Мои размышления были прерваны голосом американца:

— Не возражаете, если ваш земляк присоединится к вам за столом?

Я оглянулся. То же самое сделала миссис Снуд, прервав свое щебетанье. Около нас стоял только что прибывший американец. На нем был спортивный пиджак довольно неряшливого вида, мешковатые фланелевые брюки и желтая рубашка с расстегнутым воротом. Он был или чересчур светлый блондин, или просто седой. Я не был уверен. И вообще он производил странное, неопределенное впечатление: ему могло быть и сорок пять, и пятьдесят пять лет. У него могла быть любая профессия, начиная от инженера, кончая агентом по рекламе. Лицо с огромными очками в черепаховой оправе тоже было какое-то неопределенное. Он как-то странно улыбался, от чего глаза у него почти совсем закрывались, а с обеих сторон рта с довольно тонкими губами неожиданно появлялись девичьи ямочки.

— О, конечно, садитесь.

Миссис Снуд рассматривала его, не скрывая своего интереса. Радушие, которым она, очевидно, совершенно не могла управлять, заставило ее сказать:

— Выпейте с нами.

— Так, так. Это идея. Неплохая идея.

Незнакомец уселся в кресло, а затем, слегка приподнявшись, протянул руку миссис Снуд:

— Мое имя Билл Холлидей, Кливленд, Огайо.

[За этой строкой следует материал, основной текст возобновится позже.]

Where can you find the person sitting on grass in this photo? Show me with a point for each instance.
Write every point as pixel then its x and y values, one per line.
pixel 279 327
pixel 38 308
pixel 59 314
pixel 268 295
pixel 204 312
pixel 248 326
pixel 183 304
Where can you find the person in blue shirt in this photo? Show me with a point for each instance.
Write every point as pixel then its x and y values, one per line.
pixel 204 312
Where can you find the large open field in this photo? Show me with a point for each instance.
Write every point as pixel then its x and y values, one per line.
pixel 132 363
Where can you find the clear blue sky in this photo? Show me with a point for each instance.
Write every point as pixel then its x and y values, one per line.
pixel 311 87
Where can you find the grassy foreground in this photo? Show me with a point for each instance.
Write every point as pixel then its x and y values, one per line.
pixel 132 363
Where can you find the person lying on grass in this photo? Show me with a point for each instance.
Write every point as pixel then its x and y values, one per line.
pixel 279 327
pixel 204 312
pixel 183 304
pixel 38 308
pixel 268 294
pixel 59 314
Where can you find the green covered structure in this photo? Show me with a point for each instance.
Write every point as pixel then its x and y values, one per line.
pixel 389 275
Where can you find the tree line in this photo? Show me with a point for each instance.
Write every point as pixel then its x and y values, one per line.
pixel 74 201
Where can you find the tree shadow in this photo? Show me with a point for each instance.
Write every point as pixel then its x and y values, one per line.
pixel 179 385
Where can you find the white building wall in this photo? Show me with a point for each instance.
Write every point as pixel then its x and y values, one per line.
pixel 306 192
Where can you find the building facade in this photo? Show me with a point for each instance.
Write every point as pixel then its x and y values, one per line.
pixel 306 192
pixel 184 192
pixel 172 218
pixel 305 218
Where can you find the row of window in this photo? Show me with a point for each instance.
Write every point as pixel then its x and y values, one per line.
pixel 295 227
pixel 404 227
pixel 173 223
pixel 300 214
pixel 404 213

Миссис Снуд и я в свою очередь представились ему. Он осмотрелся с видом человека, знающего всему цену.

— А у них здесь отлично.

— Жульническое заведение, — вставила миссис Снуд.

— Well, — произнес он это слово так, как произносят люди, собирающиеся сказать или что-нибудь глубокомысленное, или очень забавное. — Но вы знаете, как это бывает. С их точки зрения, мы, американцы, страшно глупый народ: приезжаем сюда смотреть на развалины. А эта гостиница единственное место, где можно остановиться, вот они и дерут с нас любую цену.

Я был слегка огорчен тем, что на протяжении такого короткого промежутка времени встретился еще с одним индивидуумом, который денежные расчеты ставит превыше всего. Но зато его присутствие до некоторой степени сняло с меня бремя общества миссис Снуд. Они, видимо, с первого взгляда понравились друг другу. Холлидей заказал виски с содовой, и они начали трещать о сестре миссис Снуд, которая когда-то жила в Акроне.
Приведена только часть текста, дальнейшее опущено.